# Proving that $GL_n$ ($\mathbb{R}$) $: = \{A \in \mathbb{R}^{n \times n}: \det A \neq 0\}$ is open in $\mathbb{R}^{n \times n}$

How can one prove that the set of invertible matrices $$GL_n := \mathbb{R} : = \{A \in \mathbb{R}^{n \times n}: \det A \neq 0\}$$ is open in $$\mathbb{R}^{n \times n}$$?

$${\mathbb{R}^{n \times n}}$$ has the following norm: The domain of $$A \to \det (A)$$ is $$\mathbb{R}^{n \times n}$$ and $$A \to \det A \in \mathbb{R}$$ is the transformation rule, so $$A$$ can be a random matrix in in $$\mathbb{R}^{n \times n}.$$

$$GL_n(\mathbb R)$$ is the inverse image $$\det^{-1} (\mathbb{R}$$ \ {$$0$$}).

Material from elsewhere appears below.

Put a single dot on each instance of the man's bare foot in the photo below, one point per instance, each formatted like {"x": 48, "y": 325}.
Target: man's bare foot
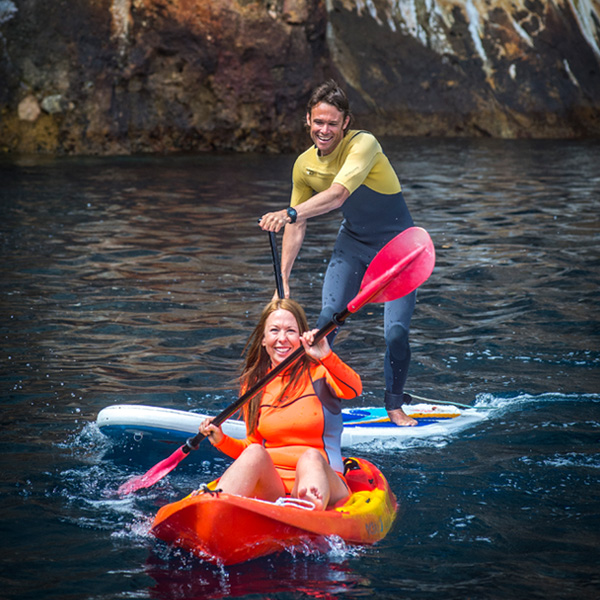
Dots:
{"x": 313, "y": 495}
{"x": 400, "y": 418}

Since $$\det$$ is continuous, the inverse image is also open in $$\mathbb{R}^{n \times n}$$. Is that correct?

And how can I show that $$\mathbb{R}^{n \times n} \ni A \to \det A \in \mathbb{R}$$ is continuous? I don't know how I should use the Laplace expansion here...

• Yes. that's correct! For other part, see this post – Chinnapparaj R Oct 27 '18 at 13:57
• There are several problems with your question: (1) I don't know what the first $\Bbb R$ is doing in your title or question. (2) "The domain of $A$..." doesn't make any sense, as $A$ is not a function. Perhaps you meant "the domain of det". (3) the next statement about $GL_n$ being the inverse image also makes sense only when $A$ is replaced by "det". And "since $A$ is continuous" should be "since det is continuous", but the conclusion that the inverse image is open requires that you note that $\Bbb R \setminus \{0\}$ is open. As for the last line, do you know a formula for det? – John Hughes Oct 27 '18 at 14:02
• Sorry, I really made some mistakes. I've corrected (1), (2) and (3). And yes I know the leibniz formula – user605984 Oct 27 '18 at 14:21
• If you know the formula for the determinant as an alternating sum over permutations of the matrix entries, then you know it just looks like a (large) polynomial in the matrix entries, and polynomials are continuous. – Joppy Oct 27 '18 at 14:37

The determinant function $$\det: \mathbb{R^{n^2} \to \mathbb{R}}\\A \mapsto \det A$$ is continuous because it is a polynomial one.
The set $$GL_n(\mathbb{R})=\{A \in M_n(\mathbb{R}) | \det A \ne 0\}$$ is the preimage of the open set $$\mathbb{R} \setminus \{0\}$$, so, for the continuity of the determinant function, it is open in $$\mathbb{R^{n^2}}$$.